Monday, March 29, 2010
Balsamic Cherry Glazed Salmon
I loved a salmon dish at the Rialto Cafe in downtown Denver, glazed with a wonderful balsamic cherry sauce. Below is my attempt at approximating the dish and it was, I have to say, delicious! Wonderful served with either wild rice or garlic mashed potatoes and side of asparagus or fresh green beans.
To grill the salmon, I simply rinse and pat the salmon dry and sprinkle lightly with grill or steak seasoning and grill each side in a screamin' hot grill pan with a generous squiggle of olive oil. I prefer my salmon a bit moist in the middle so I try not to over cook. While salmon is grilling prepare this easy rich reduction sauce:
In a medium sized skillet mix:
1/2 c. white or red wine
1/4 c. balsamic vinegar (if you don't like balsamic, a red wine vinegar can also be used)

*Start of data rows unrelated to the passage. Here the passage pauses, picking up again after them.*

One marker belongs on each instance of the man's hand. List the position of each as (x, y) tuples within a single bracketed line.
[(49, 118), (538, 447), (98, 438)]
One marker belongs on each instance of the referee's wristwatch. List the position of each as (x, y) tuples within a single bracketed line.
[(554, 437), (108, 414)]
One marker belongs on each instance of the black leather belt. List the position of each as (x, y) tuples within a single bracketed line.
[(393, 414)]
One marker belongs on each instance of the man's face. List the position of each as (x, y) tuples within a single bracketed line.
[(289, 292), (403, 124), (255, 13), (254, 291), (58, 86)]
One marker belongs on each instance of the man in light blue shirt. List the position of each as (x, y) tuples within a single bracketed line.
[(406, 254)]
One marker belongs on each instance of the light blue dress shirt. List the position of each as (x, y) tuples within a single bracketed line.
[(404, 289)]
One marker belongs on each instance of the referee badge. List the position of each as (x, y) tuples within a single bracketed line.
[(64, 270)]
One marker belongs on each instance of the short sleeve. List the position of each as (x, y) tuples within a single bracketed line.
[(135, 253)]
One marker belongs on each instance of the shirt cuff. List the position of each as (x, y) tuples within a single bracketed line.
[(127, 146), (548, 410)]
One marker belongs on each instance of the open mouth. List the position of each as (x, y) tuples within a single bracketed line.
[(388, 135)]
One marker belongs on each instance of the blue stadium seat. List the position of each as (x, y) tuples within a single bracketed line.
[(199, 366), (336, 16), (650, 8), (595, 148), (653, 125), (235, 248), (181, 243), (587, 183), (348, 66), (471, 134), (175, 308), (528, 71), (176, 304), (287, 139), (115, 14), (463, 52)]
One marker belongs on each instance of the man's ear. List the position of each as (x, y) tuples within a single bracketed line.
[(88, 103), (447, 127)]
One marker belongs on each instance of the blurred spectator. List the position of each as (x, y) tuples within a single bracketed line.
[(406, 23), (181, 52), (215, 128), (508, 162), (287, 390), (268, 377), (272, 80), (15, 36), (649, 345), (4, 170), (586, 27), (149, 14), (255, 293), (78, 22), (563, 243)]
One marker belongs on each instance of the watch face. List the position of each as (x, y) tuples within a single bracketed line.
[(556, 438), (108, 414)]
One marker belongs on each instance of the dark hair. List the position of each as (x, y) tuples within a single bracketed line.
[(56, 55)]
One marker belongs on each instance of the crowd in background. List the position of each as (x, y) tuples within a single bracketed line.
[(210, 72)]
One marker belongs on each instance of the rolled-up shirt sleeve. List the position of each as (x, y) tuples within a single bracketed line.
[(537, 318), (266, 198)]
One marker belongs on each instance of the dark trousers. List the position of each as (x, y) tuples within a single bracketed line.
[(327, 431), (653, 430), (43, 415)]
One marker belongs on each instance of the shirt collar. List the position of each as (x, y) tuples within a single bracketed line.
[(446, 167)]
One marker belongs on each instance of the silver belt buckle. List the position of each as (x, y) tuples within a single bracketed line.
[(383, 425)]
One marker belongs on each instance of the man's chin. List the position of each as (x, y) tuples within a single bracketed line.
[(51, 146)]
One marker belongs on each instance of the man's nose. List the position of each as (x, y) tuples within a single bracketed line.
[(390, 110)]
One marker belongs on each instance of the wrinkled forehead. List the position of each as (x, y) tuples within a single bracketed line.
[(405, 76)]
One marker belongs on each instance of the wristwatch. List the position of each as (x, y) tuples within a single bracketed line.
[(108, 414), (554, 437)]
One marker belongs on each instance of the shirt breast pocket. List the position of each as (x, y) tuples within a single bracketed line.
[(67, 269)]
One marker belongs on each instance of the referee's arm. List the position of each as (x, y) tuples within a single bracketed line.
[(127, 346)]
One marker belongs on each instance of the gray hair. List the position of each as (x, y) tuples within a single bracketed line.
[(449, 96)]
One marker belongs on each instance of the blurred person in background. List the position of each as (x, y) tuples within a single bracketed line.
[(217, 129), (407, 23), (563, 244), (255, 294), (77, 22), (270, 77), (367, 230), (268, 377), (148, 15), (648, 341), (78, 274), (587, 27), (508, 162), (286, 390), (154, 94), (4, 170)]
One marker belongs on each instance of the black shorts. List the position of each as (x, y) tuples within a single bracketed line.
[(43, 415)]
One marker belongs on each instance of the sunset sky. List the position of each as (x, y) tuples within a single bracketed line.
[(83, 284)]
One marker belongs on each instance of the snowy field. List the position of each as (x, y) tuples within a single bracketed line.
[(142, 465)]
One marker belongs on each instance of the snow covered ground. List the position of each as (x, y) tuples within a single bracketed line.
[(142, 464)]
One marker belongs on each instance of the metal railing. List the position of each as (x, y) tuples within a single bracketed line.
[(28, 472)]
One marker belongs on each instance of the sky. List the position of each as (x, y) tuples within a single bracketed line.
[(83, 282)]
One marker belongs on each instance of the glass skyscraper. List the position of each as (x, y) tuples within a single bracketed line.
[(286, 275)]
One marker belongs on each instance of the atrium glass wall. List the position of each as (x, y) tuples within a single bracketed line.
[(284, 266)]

1/4 c. dried cherries (Or a dried berry mix)
1 clove minced garlic
little squeeze lemon
3 T. cherry preserves (my substitute other berry preserves if you don't have cherry on hand)
1 T. brown sugar
Simmer sauce until it is reduced by nearly half, and getting syrupy. Add salt at this point, to taste. Spoon over grilled salmon.
(Would also be nice to add some sauteed shallots to this dish if you have a little extra time!)